In 1958, the existence of the Aksai Chin highway across territory shown as part of Ladakh in India’s maps had been raised by India with China in the informal diplomatic note of 18 October 1958. The Chinese had replied to counter the Indian claim that the road passed through Indian territory. The dispute now revealed was just the beginning of a long sequence of diplomatic exchanges between the two countries, and would uncover the wide perceptional gap in approaches to the definition of the concepts concerning the boundary they shared. In his first letter on the dispute to Zhou Enlai, of December 1958, Nehru said there was no question of ‘ large parts of India bein anything but Indian’. Nehru had suspended disbelief when he took Zhou at his word when the latter told him during their meetings from 1954 onwards that China had not had the time to revise boundary alignments shown in old maps or that China intended to accept the McMahon Line as a reality after consulting with Tibetan authorities. Nehru’s illusions would be shattered as 1959 ran to course and in the years that followed. The experience would destroy him.
Speaking in Parliament ( the Lok Sabha) on 28 August 1959 , in answer to a question regarding occupation of Ladakhi territory by China, Nehru disclosed that an Indian reconnaissance party had been detained by the Chinese at Khurnak Fort inside Indian territory, a claim disputed by China. The Prime Minister was still reluctant to conceded that the Chinese had occupied Indian territory in Ladakh saying that ‘it would be hardly correct to say that our area is under occupation of the Chinese, that is , under any kind of fixed occupation’. But he did agree that China had built road across the Aksai Chin Which India claimed as a part of Ladakh. However, he added that the are involved was ‘extraordinarily remote , almost inaccessible’. Asked by an irate Member of Parliament whether any nation ‘ can come and build roads and camp there’ , the Prime Minister seemed to draw a distinction between borders and frontiers, saying that in some areas, there was no doubt ‘ from any side’ about the alignment of the border, but but in other parts ‘ it is very difficult even in a map to indicate it’ , and there were parts where ‘ there had been no demarcation in the past’.
All this seemed to fly in the face of, and directly contradict , the decision taken in 1954 by Nehru himself to show every part of India’s border with China as fixed and well – determined and not open to discussion, But Indian policy making circles were clearly perturbed by the launch of ‘ an active policy of violation of the international frontier and intrusion into our territory ‘ as a message from the Foreign Secretary to Indian Missions abroad would indicate. He attributed the Chinese moves on the border ‘ to serious misunderstanding of our intention towards Tibet’ . The Prime Minister himself, writing to his sister Vijaya Lakshmi Pandit , the High Commissioner in London, said India intended to take firm line on the issue but would try to avoid any step which might lead to break with China. In September , 1959, he told Parliament that his government was preparing a kind of a white paper which would detail all correspondence with the Chinese government since 1954 and that this would soon be placed before the House . It was a fateful decision made no doubt in the interest of full transparency of approach, as Nehru , the life- long democrat , would have willed, but it would, as subsequent events showed, completely do away with any scope for flexibility or give-and-take in India’s approach towards China on the question of their shared boundary. The first white paper was released to Parliament on 7 September 1959.

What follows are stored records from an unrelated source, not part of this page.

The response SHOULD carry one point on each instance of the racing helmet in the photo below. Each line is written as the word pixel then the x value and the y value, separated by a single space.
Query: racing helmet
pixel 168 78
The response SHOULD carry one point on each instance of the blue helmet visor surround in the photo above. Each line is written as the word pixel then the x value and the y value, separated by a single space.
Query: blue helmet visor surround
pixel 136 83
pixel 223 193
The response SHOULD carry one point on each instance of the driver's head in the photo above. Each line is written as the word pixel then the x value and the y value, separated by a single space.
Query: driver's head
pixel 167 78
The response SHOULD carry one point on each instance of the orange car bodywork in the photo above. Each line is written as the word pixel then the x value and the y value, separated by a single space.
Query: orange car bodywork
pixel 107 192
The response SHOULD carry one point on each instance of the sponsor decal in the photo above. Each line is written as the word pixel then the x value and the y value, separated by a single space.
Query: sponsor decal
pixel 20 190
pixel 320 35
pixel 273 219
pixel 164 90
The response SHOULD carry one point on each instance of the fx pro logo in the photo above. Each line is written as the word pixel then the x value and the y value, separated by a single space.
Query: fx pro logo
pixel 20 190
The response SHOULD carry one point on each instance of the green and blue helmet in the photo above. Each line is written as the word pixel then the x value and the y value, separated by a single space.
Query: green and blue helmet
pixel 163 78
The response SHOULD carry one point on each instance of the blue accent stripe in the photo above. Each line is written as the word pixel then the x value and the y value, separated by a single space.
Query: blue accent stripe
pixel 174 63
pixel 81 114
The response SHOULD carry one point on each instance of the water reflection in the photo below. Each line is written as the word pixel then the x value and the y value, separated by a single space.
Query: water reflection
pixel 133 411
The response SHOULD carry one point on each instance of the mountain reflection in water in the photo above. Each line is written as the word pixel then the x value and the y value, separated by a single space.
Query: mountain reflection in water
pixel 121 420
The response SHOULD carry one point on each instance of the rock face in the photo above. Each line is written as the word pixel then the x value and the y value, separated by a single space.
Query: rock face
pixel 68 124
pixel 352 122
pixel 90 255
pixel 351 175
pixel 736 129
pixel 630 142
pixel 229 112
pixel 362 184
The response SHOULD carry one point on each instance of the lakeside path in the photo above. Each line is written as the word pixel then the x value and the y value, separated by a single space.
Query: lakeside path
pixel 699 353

The Chinese approach, as outlined in several letters addressed by Premier Zhou Enlai to Nehru was that the ‘boundary question is a complicated question left over by history’. The onus for the problem was placed on British machinations in Tibet when India was under the British rule. What China objected to was that India ‘ demanded’ that this British policy of ‘aggression against China’ should now be recognized ‘ as the foundation for the settlement of the Sino – Indian boundary question’. The Chinese view that India and China should arrive at a settlement of this question taking into account bot the historical background and existing actualities, and that pending this, the status quo along the border should be maintained. Zhou maintained that he boundary had never been formally delimited.